Thoughts After Reading:
I do not believe I have ever heard mention of the author Elizabeth Chater before trying her traditional Regency A Season for the Heart. Now that I have completed the book, however, she has most definitely caught my interest. The novel A Season for the Heart – particularly the first half of the novel – was some of the most entertaining storytelling I’ve read in quite some time. It mixes ideas both old and new for a Regency storyline. Old ideas, because it includes a worldly, competent, and titled hero whose ennui is no match for the delightful enthusiasm of the innocent heroine. And new ideas, because the plot is set up as a loose parody of gothic novels and other “Romantic” plots. The result is a book that is largely lighthearted, romantically convincing, and thoroughly amusing. I became a bit disappointed at the misunderstandings that popped around the center of the novel, and the silliness of an external conflict that isn’t really an external conflict… but things were tied up rather nicely at the end.
The heroine is a country miss, another one of those young women who is all that is sweet, understanding, cheeky, and deceptively competent. Yet she has the additional characteristic of being a Romantic, in the adventurous sense. Having read many types of literature, she likes to mentally cast herself in the role of the “Blighted Heroine” – and her favorite type of amusement is thinking up imaginative and unlikely reasons for a given scenario. The hero gains her acquaintance after she runs – quite literally – into him. To his own great surprise, he is delighted by her flair for the dramatic and the fantastic, as well as her considerable knowledge of the classics. He becomes more animated and happy in her presence than he possibly has ever been. Learning of her poor living conditions under her aunt’s care, he sweeps her off to London to be a companion for his widowed sister-in-law. They have a great deal of fun teasing each other on the journey, and even run into a few adventures along the way. There are several misunderstandings that manifest once they reach London, with the heroine developing platonic friendships with several young bucks and some confusion about various would-be engagements.

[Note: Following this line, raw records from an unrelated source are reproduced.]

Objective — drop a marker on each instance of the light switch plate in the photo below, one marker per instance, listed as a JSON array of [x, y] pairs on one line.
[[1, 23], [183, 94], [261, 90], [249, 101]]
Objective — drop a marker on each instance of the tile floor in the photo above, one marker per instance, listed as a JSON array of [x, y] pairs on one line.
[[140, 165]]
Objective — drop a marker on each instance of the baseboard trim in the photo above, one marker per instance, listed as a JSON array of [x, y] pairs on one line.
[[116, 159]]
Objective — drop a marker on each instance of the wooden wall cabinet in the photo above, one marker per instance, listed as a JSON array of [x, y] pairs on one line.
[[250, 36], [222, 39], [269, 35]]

Additional tension is caused by the implication that there is a considerable age difference between the hero and the heroine (he referred to her as “child” a few too many times for my liking), and that the heroine has a bit of a self-esteem problem. A pseudo-external conflict is thrown in when the heroine is kidnapped by a well-meaning friend, but she sets him straight without any need for assistance. Everything is tied up neatly with a rather sweet conclusion, and a total of three engagements.

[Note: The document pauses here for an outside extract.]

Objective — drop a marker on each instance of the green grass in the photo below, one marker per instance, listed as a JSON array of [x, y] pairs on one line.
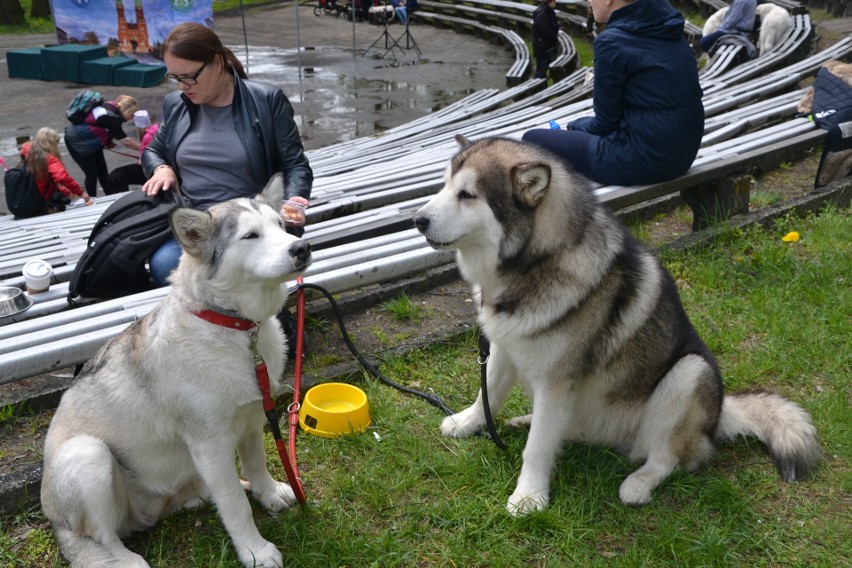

I do wish Elizabeth Chater’s A Season for the Heart focused a bit more on developing the relationship between the protagonists, rather than wasting ink on unimaginative misunderstandings. All in all, though, I found it to be a thoroughly enjoyable Regency romance. The characters were entertaining, the comedy was intelligently hilarious, and the elements of parody kept the plot engaging from the first to the last page. It’s a traditional I strongly recommend.